Às 11h45min do dia 7 de junho, na Sala Paulo VI, o Santo Padre Francisco recebeu em audiência os estudantes das escolas geridas pelos jesuítas na Itália e na Albânia, com os seus professores e seus pais. Também estavam presentes no encontro inúmeros ex-alunos, representantes dos movimentos juvenis inacianos e de paróquias ligadas aos jesuítas.

Depois dos discursos de alguns educadores e alunos, o papa tomou a palavra e, no início da sua intervenção, ele disse que dava por lido o discurso por ele preparado e que o entregaria para a publicação; de sua parte, faria espontaneamente uma breve síntese dele e, depois, ouviria as perguntas dos jovens e dos educadores, de modo a tecer um diálogo com eles.

Publicamos a seguir o discurso preparado pelo Santo Padre, a síntese por ele feito de improviso durante o encontro e o diálogo, que se seguiu, mantendo a linguagem informal do momento.

O texto foi publicado no blog Cyberteologia, 08-06-2013. A tradução é de Moisés Sbardelotto.

Eis o discurso.

Queridos filhos, queridos jovens!

Eu preparei este discurso para lhes dizer... mas, são cinco páginas! Um pouco chato... Façamos o seguinte: eu vou fazer um pequeno resumo e, depois, vou entregar este, por escrito, para o Padre Provincial; também vou dá-lo ao padre Lombardi, para que todos vocês o tenham por escrito. E depois há a possibilidade de que alguns de vocês façam uma pergunta e possamos ter um pequeno diálogo. Vocês gostam disso ou não? Sim? Bom. Sigamos por esse caminho.

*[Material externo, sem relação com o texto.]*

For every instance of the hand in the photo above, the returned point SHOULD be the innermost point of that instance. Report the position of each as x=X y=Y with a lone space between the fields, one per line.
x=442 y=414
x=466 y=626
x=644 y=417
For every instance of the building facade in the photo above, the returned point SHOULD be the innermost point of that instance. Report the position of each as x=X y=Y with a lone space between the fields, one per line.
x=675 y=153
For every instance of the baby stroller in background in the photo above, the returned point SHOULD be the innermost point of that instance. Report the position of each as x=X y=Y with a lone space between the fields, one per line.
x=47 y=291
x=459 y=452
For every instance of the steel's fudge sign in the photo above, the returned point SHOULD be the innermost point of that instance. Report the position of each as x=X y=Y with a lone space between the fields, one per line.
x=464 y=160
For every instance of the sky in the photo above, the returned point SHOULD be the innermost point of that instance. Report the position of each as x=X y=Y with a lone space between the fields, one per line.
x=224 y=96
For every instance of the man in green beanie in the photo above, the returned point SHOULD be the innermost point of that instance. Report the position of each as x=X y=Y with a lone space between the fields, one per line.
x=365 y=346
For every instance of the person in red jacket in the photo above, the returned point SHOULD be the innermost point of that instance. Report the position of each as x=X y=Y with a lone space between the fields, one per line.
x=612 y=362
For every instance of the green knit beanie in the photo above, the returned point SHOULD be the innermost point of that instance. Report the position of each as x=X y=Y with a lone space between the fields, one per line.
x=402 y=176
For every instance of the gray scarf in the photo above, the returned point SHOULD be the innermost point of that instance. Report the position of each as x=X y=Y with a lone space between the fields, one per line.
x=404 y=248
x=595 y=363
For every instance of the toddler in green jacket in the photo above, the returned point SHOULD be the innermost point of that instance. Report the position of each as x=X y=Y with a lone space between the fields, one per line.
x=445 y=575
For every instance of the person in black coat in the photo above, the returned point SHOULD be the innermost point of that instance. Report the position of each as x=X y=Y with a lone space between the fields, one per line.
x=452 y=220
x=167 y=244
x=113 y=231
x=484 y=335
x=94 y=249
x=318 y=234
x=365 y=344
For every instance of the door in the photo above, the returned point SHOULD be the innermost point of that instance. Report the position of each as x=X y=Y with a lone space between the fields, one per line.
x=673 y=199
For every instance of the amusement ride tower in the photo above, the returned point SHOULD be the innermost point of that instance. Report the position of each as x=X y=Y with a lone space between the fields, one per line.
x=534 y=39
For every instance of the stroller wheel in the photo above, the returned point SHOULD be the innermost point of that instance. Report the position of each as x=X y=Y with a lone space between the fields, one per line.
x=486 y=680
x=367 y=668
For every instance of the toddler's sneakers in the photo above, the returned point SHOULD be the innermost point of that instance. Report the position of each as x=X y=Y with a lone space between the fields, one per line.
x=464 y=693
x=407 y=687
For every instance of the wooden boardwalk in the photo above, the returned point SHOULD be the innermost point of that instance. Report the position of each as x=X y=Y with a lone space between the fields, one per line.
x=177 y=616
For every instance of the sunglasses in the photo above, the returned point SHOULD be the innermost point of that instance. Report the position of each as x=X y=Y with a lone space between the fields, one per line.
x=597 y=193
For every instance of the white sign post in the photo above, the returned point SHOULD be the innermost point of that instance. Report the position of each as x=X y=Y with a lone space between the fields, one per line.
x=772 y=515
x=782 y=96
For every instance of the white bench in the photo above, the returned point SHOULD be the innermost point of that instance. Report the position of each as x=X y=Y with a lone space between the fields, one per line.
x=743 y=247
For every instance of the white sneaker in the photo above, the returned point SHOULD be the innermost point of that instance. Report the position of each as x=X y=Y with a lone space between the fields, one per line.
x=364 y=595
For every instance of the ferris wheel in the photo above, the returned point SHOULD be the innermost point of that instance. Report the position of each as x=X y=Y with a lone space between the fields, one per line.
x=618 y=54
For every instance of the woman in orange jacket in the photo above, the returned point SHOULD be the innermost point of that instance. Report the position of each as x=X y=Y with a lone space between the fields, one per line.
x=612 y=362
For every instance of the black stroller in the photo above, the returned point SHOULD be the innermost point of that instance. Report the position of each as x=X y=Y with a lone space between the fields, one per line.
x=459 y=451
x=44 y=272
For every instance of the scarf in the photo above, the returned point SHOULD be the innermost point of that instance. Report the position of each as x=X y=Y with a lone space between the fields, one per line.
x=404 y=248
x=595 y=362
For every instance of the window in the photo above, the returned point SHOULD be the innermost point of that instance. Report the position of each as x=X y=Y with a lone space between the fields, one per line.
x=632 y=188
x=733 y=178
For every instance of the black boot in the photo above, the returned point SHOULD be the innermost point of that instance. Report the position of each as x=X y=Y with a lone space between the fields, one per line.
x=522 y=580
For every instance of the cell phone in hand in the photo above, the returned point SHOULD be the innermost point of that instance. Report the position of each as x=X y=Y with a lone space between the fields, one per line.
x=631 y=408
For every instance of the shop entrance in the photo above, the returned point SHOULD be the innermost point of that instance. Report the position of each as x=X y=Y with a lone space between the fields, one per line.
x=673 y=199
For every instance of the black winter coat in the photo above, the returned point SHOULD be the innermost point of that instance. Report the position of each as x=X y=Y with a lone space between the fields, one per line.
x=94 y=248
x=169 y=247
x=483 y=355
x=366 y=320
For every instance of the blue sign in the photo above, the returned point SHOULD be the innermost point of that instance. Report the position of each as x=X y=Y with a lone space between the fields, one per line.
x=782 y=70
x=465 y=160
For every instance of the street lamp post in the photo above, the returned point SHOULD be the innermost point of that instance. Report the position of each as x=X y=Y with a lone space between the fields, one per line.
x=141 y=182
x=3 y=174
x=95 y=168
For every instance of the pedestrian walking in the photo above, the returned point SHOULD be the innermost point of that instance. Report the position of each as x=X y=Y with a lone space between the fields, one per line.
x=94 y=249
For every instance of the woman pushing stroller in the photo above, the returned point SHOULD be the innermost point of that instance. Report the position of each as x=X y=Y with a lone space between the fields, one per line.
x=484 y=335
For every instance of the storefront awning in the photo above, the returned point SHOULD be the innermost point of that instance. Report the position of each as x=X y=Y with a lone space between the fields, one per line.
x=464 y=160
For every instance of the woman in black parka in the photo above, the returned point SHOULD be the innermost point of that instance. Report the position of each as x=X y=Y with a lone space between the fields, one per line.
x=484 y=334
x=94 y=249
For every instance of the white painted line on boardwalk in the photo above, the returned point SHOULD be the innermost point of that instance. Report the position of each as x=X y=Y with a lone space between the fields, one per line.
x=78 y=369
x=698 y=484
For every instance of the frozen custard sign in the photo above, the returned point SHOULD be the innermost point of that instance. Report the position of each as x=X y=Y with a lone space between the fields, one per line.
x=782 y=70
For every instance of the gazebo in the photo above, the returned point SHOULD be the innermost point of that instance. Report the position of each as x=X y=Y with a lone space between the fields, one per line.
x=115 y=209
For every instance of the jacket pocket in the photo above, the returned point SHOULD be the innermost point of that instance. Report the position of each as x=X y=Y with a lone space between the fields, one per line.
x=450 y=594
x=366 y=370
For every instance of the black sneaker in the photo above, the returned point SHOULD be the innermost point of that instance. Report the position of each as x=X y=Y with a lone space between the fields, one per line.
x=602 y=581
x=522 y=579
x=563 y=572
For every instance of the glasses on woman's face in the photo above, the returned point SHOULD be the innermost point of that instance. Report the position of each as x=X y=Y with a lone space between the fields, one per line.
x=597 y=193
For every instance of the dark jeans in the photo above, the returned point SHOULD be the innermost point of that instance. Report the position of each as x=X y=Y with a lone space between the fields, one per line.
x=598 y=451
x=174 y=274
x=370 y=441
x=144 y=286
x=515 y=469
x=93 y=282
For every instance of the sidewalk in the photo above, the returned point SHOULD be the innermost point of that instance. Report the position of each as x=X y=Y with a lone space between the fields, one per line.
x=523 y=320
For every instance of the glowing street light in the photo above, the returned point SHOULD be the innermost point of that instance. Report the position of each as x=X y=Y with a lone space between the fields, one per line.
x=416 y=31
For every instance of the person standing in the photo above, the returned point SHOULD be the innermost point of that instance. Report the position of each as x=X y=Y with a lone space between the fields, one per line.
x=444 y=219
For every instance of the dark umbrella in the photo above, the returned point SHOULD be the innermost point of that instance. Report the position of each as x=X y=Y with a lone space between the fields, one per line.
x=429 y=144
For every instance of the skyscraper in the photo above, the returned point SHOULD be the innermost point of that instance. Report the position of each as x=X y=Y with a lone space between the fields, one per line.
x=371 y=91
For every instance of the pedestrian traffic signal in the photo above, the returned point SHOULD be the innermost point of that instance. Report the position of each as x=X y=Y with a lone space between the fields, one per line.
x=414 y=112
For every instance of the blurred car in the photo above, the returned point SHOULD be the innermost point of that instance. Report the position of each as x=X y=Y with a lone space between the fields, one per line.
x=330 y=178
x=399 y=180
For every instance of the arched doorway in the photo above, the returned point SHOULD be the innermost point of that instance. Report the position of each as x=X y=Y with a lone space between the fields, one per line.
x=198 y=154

O primeiro ponto deste texto é que, na educação que damos aos jesuítas, o ponto-chave é – para o nosso desenvolvimento de pessoa – a magnanimidade. Nós devemos ser magnânimos, com o coração grande, sem medo. Apostar sempre nos grandes ideais. Mas também magnanimidade com as coisas pequenas, com as coisas cotidianas. O coração largo, o coração grande. E é importante encontrar essa magnanimidade com Jesus, na contemplação de Jesus. Jesus é quem nos abre as janelas ao horizonte. Magnanimidade significa caminhar com Jesus, com o coração atento ao que Jesus nos diz.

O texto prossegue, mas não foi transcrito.